In [None]:
# P100 or factory reset runtime!
!nvidia-smi

In [None]:
from google.colab import drive
drive.mount('/content/gdrive')

Mounted at /content/gdrive


images currently in gdrive are faulty. copy original_data.zip to disk

In [None]:
!ls "/content/gdrive/MyDrive/VLR_Project/data/PASCAL2012/Annotations/trainval" -1 | wc -l

16227


In [None]:
!ls "/content/gdrive/MyDrive/VLR_Project/data/PASCAL2012/JPEGImages/trainval" -1 | wc -l

16237


probably want to copy images to local folder so image fetching is faster

In [None]:
!cp "/content/gdrive/MyDrive/VLR_Project/data/PASCAL2012/original_data.zip" /content/

In [None]:
!unzip original_data.zip

# Copy augmented images to disk

In [None]:
%cd /content

/content


In [None]:
!ls

gdrive	sample_data


In [None]:
!cp "/content/gdrive/MyDrive/VLR_Project/data/PASCAL2012/FasterRCNN-Augmented.zip" /content/

In [None]:
!unzip FasterRCNN-Augmented.zip

# Copy Inpainted Images to disk

In [None]:
%cd /content
!ls

/content
gdrive	sample_data


In [None]:
!cp "/content/gdrive/MyDrive/VLR_Project/data/PASCAL2012/FasterRCNN-Inpainted.zip" /content/

In [None]:
!unzip FasterRCNN-Inpainted.zip

# make sure ann and images have same count

In [None]:
!ls "/content/original_data/Annotations/trainval" -1 | wc -l

16227


In [None]:
!ls "/content/original_data/JPEGImages/trainval" -1 | wc -l

16227


# test an xml file

In [None]:
xml_path = "/content/gdrive/MyDrive/VLR_Project/data/PASCAL2012/Annotations/trainval/2007_000033.xml"

In [None]:
import os
print(os.path.exists(xml_path))

True


In [None]:
import xml.etree.ElementTree as ET

tree = ET.parse(xml_path)
root = tree.getroot()

# size = root.findall("size")

# for s in size:
#     width = s.findall("width")[0].text
#     print(width)

b = []

for child in root:
    for t in child:
        if t.tag == 'bndbox':
            xmin = float(t.findall("xmin")[0].text)
            ymin = float(t.findall("ymin")[0].text)
            xmax = float(t.findall("xmax")[0].text)
            ymax = float(t.findall("ymax")[0].text)
            print(xmin, ymin, xmax, ymax)
            assert xmin < xmax, f"xmin not less than xmax"
            assert ymin < ymax, f"ymin not less than ymax"

9.0 107.0 499.0 263.0
421.0 200.0 482.0 226.0
325.0 188.0 411.0 223.0


# check trainval.txt to see if names are consistent with annotations or images.
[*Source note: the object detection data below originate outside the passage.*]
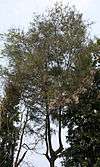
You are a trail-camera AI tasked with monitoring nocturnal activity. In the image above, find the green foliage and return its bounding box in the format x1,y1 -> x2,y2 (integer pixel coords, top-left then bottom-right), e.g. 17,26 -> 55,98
2,2 -> 97,166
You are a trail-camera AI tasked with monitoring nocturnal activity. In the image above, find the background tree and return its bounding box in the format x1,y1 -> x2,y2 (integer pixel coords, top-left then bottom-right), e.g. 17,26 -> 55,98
0,2 -> 98,167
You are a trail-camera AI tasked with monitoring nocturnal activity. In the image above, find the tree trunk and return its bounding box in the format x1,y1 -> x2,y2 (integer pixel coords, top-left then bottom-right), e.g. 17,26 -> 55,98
50,160 -> 55,167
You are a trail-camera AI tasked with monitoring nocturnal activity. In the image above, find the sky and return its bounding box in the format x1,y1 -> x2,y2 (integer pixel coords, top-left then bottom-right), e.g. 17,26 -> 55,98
0,0 -> 100,167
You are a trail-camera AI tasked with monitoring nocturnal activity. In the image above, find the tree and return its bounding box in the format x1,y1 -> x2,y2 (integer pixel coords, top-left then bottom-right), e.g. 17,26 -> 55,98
63,72 -> 100,167
0,82 -> 20,167
0,5 -> 96,167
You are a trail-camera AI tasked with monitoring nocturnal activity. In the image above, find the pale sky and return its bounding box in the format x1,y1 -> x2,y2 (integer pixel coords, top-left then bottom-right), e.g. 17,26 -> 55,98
0,0 -> 100,37
0,0 -> 100,167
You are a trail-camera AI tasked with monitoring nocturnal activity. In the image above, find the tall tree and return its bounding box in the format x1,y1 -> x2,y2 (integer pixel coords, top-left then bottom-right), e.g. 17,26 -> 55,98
0,5 -> 96,167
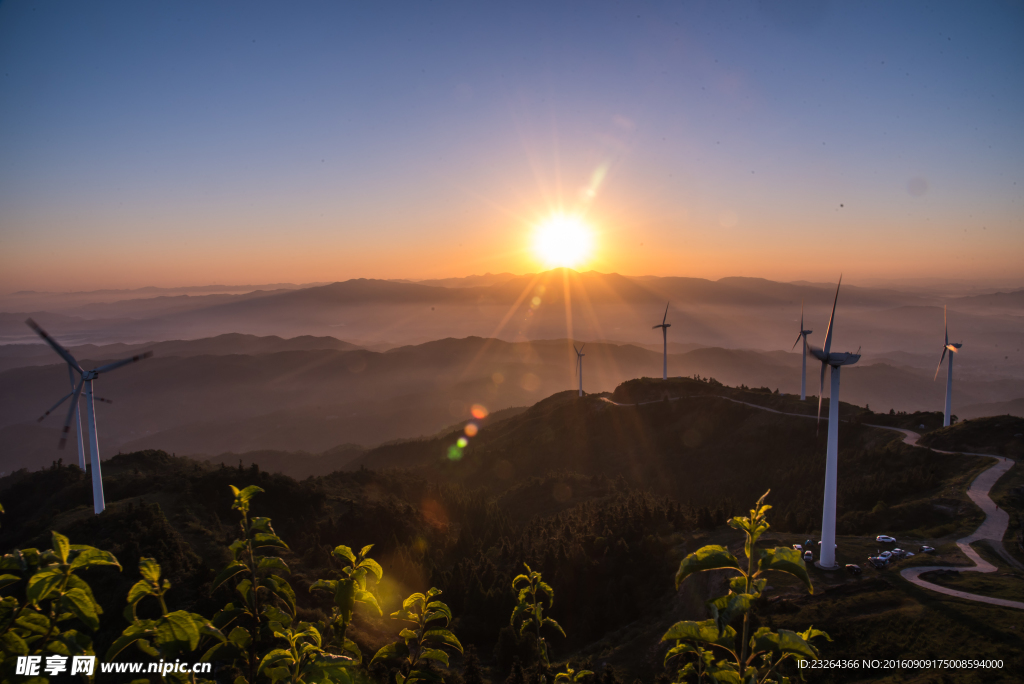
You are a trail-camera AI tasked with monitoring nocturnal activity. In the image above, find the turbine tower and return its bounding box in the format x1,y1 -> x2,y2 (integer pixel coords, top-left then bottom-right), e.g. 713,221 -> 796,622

If not, just use names under annotations xor images folder (just a sanity check)

In [None]:
index_path = "/content/original_data/Indexes/trainval.txt"

In [None]:
with open(index_path, 'r') as fp:
    lines = fp.readlines()

print(len(lines))

16227


check all indices are present as images

In [None]:
ann_dir = "/content/original_data/Annotations/trainval"
img_dir = "/content/original_data/JPEGImages/trainval"

In [None]:
import os

split_file = os.path.join("/content/original_data", 'Indexes', 'trainval.txt')
with open(split_file) as fp:
    index_list = [line.strip() for line in fp]

In [None]:
for line in index_list:
    pth = os.path.join(img_dir, line + ".jpg")
    assert(os.path.exists(pth))  # should not throw any assertion errors

# Create Custom Dataset (Pascal2012)

imports

In [None]:
import numpy as np
import os
import xml.etree.ElementTree as ET

import torch
import torch.nn
from PIL import Image
from torch.utils.data import Dataset, DataLoader

import random
import torchvision.transforms as transforms

import scipy.io
import pickle
from tqdm import tqdm

dataset

In [None]:
class PASCALDataset(Dataset):
    CLASS_NAMES = ['aeroplane', 'bicycle', 'bird', 'boat', 'bottle', 'bus', 'car',
                   'cat', 'chair', 'cow', 'diningtable', 'dog', 'horse', 'motorbike',
                   'person', 'pottedplant', 'sheep', 'sofa', 'train', 'tvmonitor']
    INV_CLASS = {}
    
    for i in range(len(CLASS_NAMES)):
        INV_CLASS[CLASS_NAMES[i]] = i

    CLASS_NAMES.insert(0, '__background__') # Adding background class with 0 index


    def __init__(self, split='trainval', data_dir="/content/original_data", save_lbl_pth='/content/gdrive/MyDrive/VLR_Project/data/PASCAL2012'):
        super().__init__()
        self.split      = split     # 'trainval' or 'test'
        self.data_dir   = data_dir
        self.label_pth = os.path.join(save_lbl_pth, split + "_label.pkl")
        
        self.img_dir = os.path.join(data_dir, 'JPEGImages', split)
        self.ann_dir = os.path.join(data_dir, 'Annotations', split)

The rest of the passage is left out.